Atasi pemikiran negatif dan evaluasi diri Anda dengan terlebih dahulu memperhatikan pembicaraan-diri Anda. Jika Anda menemukan bahwa persepsi destruktif tentang diri Anda mendominasi proses pemikiran Anda, cobalah untuk menggantinya dengan pikiran yang lebih bermanfaat. Misalnya, mungkin Anda berpikir untuk diri sendiri, "Kecemasan saya membuat saya tampak aneh bagi orang lain," atau "Saya tidak dapat diketahui karena saya memiliki gangguan panik." Cobalah untuk mengubah pikiran-pikiran ini menjadi pernyataan yang lebih positif, seperti "Gejala saya mungkin lebih kuat." daripada kebanyakan orang, tetapi banyak orang dapat berhubungan dengan perasaan cemas "atau" Saya adalah orang yang kuat yang terus bekerja pada masalah saya dengan kecemasan. "Ini bisa membutuhkan banyak latihan, tetapi semakin Anda menangkap dan mengganti pembicaraan-diri negatif , semakin baik perasaan Anda tentang diri sendiri.

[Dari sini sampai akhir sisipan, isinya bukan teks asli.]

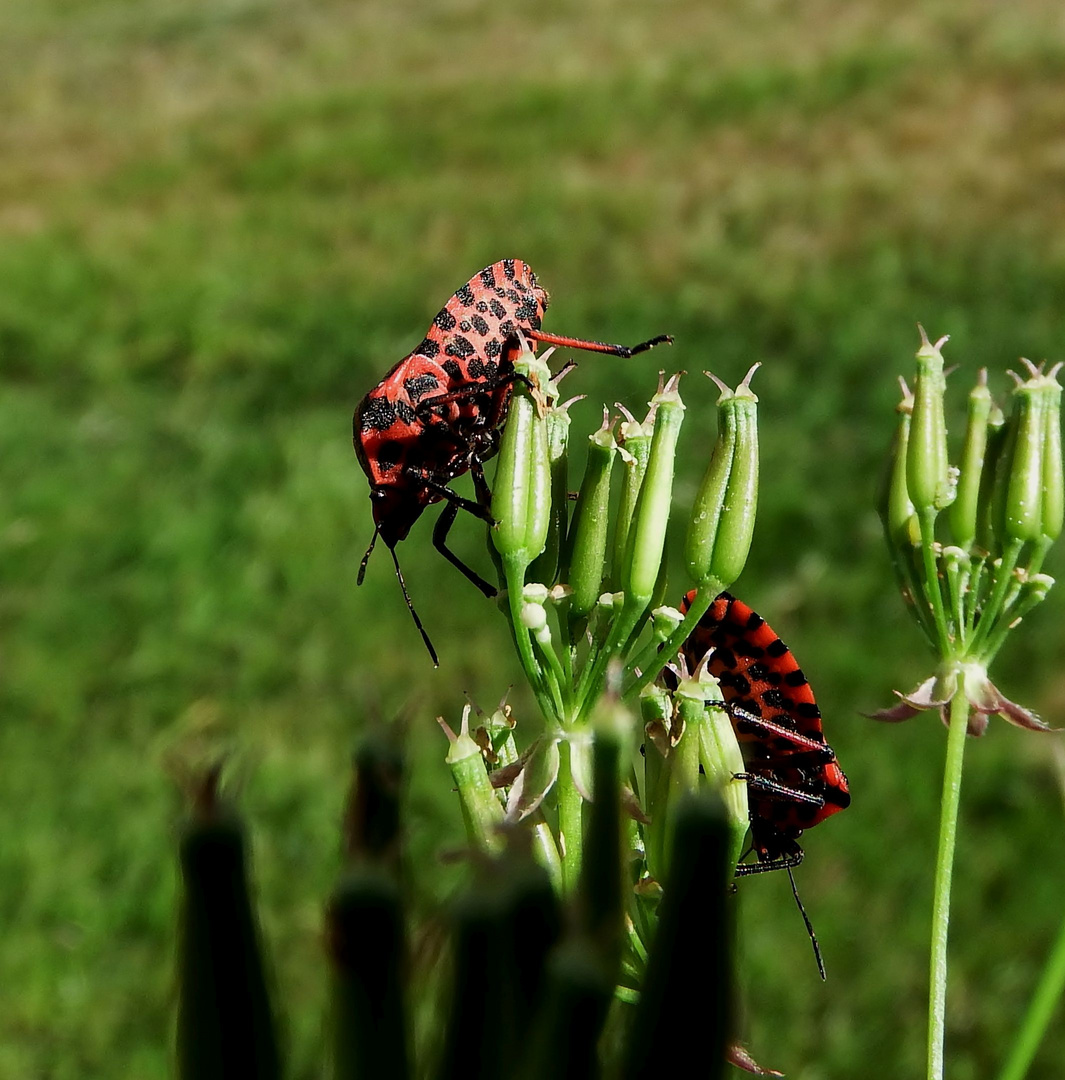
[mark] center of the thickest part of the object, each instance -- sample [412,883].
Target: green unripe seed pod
[966,504]
[723,517]
[584,558]
[546,566]
[634,440]
[928,477]
[897,511]
[647,540]
[521,499]
[482,812]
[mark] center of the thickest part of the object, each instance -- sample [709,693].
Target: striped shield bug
[439,412]
[794,780]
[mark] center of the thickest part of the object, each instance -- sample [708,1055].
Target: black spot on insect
[418,386]
[389,455]
[838,797]
[378,415]
[459,347]
[773,699]
[726,657]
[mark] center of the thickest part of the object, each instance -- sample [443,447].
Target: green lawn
[220,220]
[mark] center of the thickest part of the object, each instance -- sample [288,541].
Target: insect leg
[783,863]
[443,526]
[427,405]
[760,726]
[453,498]
[614,350]
[773,790]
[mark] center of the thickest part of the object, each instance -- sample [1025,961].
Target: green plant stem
[1039,1013]
[655,658]
[944,868]
[989,617]
[524,644]
[570,820]
[932,591]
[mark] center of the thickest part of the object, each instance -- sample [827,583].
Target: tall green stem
[570,819]
[944,868]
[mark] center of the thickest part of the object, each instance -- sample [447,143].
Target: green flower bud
[928,474]
[482,812]
[897,511]
[664,620]
[634,440]
[723,518]
[546,566]
[998,437]
[584,557]
[965,508]
[1022,509]
[647,537]
[1053,485]
[521,499]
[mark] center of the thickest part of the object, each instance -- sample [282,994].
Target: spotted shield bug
[794,781]
[439,412]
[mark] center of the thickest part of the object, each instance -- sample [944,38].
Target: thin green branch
[1040,1011]
[944,868]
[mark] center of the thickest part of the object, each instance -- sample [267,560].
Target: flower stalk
[967,594]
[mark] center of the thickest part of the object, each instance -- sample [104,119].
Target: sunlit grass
[219,224]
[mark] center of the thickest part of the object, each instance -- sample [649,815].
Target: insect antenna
[414,615]
[362,565]
[614,350]
[809,926]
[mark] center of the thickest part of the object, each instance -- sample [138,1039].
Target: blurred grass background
[221,220]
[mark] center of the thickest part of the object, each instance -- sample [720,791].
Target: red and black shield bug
[437,414]
[794,780]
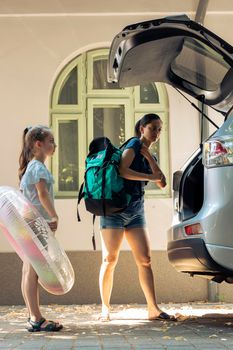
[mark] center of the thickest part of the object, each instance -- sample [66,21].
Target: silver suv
[186,55]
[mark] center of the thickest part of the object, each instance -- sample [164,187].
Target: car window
[200,65]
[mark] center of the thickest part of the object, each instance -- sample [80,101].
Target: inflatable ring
[32,239]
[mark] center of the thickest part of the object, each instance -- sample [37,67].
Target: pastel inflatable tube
[31,237]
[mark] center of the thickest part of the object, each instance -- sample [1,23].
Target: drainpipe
[212,287]
[200,17]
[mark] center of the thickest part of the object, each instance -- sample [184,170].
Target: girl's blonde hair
[30,136]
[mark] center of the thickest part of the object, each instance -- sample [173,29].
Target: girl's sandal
[51,326]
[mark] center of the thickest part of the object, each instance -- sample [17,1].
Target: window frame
[88,98]
[101,103]
[56,118]
[69,108]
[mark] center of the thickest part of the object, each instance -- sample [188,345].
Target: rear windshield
[200,65]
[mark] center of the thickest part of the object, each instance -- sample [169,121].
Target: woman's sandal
[163,316]
[104,318]
[51,326]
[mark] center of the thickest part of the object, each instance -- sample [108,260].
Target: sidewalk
[202,326]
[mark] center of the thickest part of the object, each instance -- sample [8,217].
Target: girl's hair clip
[27,129]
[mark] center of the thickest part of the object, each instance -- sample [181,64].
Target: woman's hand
[146,153]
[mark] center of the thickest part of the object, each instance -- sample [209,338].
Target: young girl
[137,167]
[36,183]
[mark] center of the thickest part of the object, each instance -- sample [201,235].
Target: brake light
[194,229]
[218,153]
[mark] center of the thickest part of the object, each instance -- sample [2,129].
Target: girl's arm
[46,202]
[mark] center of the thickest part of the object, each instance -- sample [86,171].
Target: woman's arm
[160,178]
[129,174]
[46,202]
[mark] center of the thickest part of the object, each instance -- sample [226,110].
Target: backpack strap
[125,143]
[93,233]
[80,196]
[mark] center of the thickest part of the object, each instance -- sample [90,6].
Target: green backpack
[103,188]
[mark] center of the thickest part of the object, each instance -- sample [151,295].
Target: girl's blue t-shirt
[36,171]
[133,187]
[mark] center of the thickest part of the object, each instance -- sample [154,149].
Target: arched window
[85,105]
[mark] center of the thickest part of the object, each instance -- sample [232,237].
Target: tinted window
[200,65]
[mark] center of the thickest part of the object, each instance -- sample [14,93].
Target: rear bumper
[191,256]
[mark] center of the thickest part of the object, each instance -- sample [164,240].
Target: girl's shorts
[132,217]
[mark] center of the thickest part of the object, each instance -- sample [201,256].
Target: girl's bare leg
[111,241]
[139,242]
[30,291]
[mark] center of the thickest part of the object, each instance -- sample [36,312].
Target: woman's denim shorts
[132,217]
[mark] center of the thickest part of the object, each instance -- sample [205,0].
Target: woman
[138,166]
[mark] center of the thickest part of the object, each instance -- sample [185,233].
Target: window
[85,105]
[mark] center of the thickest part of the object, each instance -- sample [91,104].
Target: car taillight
[218,152]
[194,229]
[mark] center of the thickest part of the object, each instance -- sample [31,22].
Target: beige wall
[33,51]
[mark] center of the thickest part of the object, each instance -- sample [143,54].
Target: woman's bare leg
[30,291]
[139,242]
[111,241]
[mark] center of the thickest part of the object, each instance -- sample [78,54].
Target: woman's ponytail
[146,119]
[137,129]
[25,155]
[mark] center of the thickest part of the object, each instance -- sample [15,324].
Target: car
[180,52]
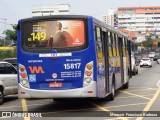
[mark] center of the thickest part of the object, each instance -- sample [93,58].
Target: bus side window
[117,45]
[124,47]
[110,45]
[99,42]
[114,45]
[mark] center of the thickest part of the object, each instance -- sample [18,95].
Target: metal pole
[4,26]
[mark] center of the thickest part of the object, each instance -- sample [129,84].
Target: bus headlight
[88,74]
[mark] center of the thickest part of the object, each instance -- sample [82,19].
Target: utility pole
[5,19]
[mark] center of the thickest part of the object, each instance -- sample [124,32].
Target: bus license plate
[55,84]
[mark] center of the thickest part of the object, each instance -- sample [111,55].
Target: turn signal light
[88,73]
[22,69]
[23,75]
[89,67]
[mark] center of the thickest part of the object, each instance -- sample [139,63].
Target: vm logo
[36,69]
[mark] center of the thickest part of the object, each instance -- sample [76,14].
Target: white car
[8,80]
[146,62]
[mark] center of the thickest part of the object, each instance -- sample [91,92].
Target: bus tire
[126,85]
[1,96]
[112,95]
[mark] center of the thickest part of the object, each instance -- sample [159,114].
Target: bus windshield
[53,34]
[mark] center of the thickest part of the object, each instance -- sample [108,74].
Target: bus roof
[77,17]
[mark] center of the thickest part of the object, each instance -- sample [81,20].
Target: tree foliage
[11,34]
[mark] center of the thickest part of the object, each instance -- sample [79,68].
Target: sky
[13,10]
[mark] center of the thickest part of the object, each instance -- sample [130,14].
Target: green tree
[11,34]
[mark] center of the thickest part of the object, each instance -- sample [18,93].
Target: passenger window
[3,69]
[10,69]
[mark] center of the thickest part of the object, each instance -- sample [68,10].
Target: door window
[3,69]
[10,69]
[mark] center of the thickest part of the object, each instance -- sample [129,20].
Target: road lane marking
[141,89]
[135,95]
[126,105]
[132,96]
[24,107]
[106,110]
[149,104]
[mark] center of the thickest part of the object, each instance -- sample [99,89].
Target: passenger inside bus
[60,38]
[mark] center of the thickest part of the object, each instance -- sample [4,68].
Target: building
[140,20]
[110,18]
[60,9]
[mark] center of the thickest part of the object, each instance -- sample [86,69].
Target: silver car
[8,80]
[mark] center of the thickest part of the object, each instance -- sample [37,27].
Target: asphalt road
[143,94]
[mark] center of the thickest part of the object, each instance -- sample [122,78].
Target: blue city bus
[71,56]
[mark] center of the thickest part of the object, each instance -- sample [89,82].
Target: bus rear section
[56,58]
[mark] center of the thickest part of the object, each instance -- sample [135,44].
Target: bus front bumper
[88,91]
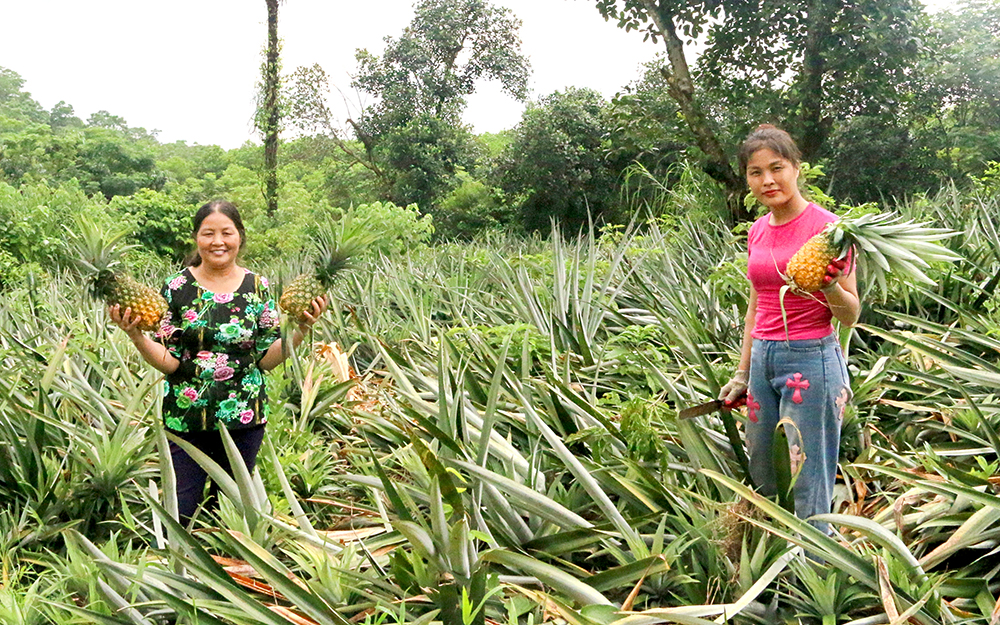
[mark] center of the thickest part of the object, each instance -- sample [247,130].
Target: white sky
[188,67]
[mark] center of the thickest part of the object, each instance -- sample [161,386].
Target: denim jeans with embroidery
[804,386]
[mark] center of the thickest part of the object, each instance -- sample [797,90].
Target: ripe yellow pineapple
[807,267]
[98,256]
[332,257]
[881,242]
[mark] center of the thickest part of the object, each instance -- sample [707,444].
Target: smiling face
[773,180]
[218,241]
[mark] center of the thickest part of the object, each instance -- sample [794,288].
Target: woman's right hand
[735,390]
[125,320]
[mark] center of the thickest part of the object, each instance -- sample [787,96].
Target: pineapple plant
[881,242]
[333,254]
[99,256]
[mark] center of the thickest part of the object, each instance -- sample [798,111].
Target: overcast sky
[188,67]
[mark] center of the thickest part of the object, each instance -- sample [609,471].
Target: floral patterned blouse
[219,339]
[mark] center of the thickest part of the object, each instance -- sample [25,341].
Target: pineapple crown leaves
[336,245]
[884,243]
[97,252]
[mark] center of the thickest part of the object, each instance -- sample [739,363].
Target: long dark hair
[225,207]
[768,137]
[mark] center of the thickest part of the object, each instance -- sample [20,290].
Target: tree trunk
[681,89]
[271,112]
[813,128]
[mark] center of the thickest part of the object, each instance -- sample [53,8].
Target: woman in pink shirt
[793,374]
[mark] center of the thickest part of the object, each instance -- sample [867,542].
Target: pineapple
[99,255]
[882,243]
[332,257]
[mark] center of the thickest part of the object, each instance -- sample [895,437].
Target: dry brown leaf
[292,617]
[885,590]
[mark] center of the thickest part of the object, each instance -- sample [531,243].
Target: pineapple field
[495,440]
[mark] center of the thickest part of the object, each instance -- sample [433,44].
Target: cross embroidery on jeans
[799,385]
[842,403]
[752,408]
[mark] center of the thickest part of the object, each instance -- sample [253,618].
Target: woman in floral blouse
[219,335]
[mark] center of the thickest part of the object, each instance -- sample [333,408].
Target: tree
[811,62]
[268,120]
[411,137]
[662,19]
[17,104]
[829,61]
[449,45]
[555,163]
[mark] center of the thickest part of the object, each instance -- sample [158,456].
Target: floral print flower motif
[796,382]
[268,318]
[841,402]
[175,423]
[752,407]
[218,343]
[231,330]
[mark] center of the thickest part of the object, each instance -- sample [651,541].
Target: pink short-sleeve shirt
[770,247]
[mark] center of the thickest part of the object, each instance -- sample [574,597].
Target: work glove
[834,272]
[734,393]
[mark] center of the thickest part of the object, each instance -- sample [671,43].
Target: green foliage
[163,224]
[393,229]
[435,63]
[554,167]
[470,209]
[423,156]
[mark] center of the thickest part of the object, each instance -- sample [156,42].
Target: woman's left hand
[834,272]
[311,316]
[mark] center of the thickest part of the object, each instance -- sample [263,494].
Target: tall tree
[827,62]
[411,136]
[667,20]
[269,117]
[812,61]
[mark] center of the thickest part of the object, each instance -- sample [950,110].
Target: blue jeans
[804,386]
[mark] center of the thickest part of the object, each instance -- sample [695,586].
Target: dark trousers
[191,477]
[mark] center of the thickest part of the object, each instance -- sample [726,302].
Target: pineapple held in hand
[881,242]
[334,247]
[99,257]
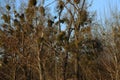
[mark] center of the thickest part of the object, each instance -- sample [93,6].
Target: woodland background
[68,44]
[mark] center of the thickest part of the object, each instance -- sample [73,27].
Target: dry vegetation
[33,45]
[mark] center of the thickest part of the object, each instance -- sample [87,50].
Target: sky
[102,7]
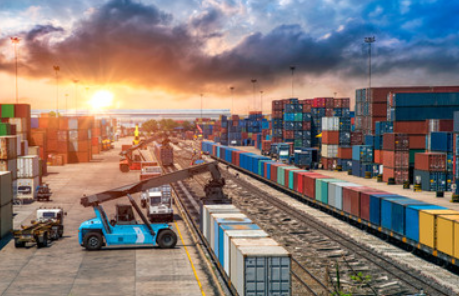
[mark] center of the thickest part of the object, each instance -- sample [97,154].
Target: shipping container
[428,225]
[260,267]
[225,251]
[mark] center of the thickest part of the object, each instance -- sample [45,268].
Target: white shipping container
[259,266]
[207,210]
[330,151]
[27,188]
[28,166]
[335,195]
[233,234]
[228,218]
[8,147]
[330,123]
[6,188]
[10,165]
[6,219]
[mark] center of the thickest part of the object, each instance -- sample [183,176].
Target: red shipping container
[394,142]
[396,159]
[365,203]
[410,127]
[330,137]
[430,161]
[344,153]
[417,141]
[351,199]
[309,184]
[306,125]
[400,175]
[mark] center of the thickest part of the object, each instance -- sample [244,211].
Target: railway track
[317,250]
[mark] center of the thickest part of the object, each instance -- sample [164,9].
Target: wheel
[166,239]
[124,168]
[44,242]
[19,244]
[93,241]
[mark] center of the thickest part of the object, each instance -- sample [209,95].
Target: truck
[49,225]
[158,202]
[124,229]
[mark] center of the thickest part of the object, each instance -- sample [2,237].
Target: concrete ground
[425,196]
[65,268]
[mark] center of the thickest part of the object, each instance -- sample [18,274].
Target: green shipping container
[322,189]
[413,152]
[291,176]
[5,129]
[7,111]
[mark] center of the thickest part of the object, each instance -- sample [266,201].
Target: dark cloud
[128,42]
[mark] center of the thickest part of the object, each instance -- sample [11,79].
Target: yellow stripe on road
[191,261]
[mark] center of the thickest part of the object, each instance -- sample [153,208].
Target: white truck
[158,202]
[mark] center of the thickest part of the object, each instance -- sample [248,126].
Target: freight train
[431,229]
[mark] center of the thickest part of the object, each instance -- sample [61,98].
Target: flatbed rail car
[422,234]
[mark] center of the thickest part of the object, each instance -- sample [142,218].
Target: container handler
[124,229]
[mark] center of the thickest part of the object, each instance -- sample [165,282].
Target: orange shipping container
[344,153]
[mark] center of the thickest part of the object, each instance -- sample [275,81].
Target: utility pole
[76,96]
[261,101]
[232,100]
[15,42]
[57,69]
[292,68]
[253,83]
[369,41]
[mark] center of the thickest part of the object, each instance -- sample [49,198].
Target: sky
[155,54]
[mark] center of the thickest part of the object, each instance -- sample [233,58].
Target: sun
[102,99]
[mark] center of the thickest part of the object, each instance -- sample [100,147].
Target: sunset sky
[154,54]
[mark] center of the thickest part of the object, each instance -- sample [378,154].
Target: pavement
[65,268]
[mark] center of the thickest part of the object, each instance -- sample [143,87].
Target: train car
[429,228]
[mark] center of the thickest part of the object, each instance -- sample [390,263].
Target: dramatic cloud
[127,42]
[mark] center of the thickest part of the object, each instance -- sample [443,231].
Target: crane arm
[96,199]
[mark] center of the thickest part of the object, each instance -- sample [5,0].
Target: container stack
[28,177]
[6,203]
[396,157]
[430,171]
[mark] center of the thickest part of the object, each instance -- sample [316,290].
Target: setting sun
[102,99]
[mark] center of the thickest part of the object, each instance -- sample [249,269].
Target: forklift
[125,230]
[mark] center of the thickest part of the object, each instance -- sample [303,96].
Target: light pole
[232,100]
[369,41]
[57,69]
[292,68]
[261,101]
[15,42]
[66,104]
[253,83]
[76,96]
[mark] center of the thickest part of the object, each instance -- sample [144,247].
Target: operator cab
[124,216]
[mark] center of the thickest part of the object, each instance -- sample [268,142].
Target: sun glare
[102,99]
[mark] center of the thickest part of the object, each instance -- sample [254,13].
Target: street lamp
[292,68]
[76,96]
[369,41]
[253,83]
[15,42]
[232,100]
[57,69]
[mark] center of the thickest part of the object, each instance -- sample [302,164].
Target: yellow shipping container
[446,240]
[428,223]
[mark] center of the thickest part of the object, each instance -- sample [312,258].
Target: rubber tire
[43,244]
[124,168]
[93,241]
[167,239]
[18,244]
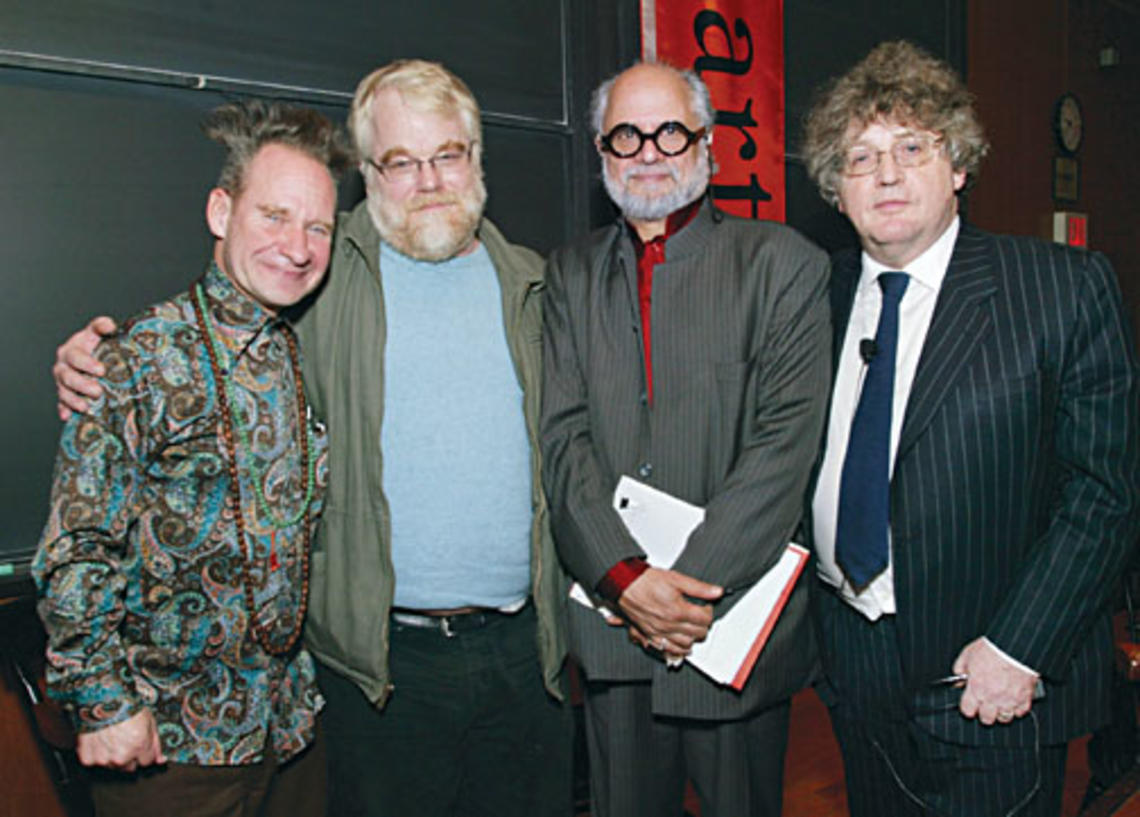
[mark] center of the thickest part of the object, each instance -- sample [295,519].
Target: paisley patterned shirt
[140,571]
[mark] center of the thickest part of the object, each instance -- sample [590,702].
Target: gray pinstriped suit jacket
[1016,493]
[740,376]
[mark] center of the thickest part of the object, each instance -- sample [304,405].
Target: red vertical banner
[737,47]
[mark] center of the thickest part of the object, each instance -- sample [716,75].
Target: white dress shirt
[914,312]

Menemukan Bantuan yang Anda Butuhkan
Stigma yang terkait dengan hidup dengan gangguan kecemasan dapat mencegah penderita panik mencari pengobatan. Namun, mendapatkan diagnosis dan perawatan yang tepat dapat membantu Anda mengelola gejala dan kembali ke tingkat fungsi Anda sebelumnya. Jika Anda percaya bahwa Anda mengalami gejala gangguan panik , konsultasikan dengan dokter Anda. Dokter Anda akan dapat membantu Anda memulai dengan rencana perawatan dan dalam perjalanan menuju pemulihan.
Sumber
Prasko, J., dkk. (2011). Gangguan Panik dan Stigmatisasi. Activitas Nervosa Superior Rediviva, 53 (4), 194-201.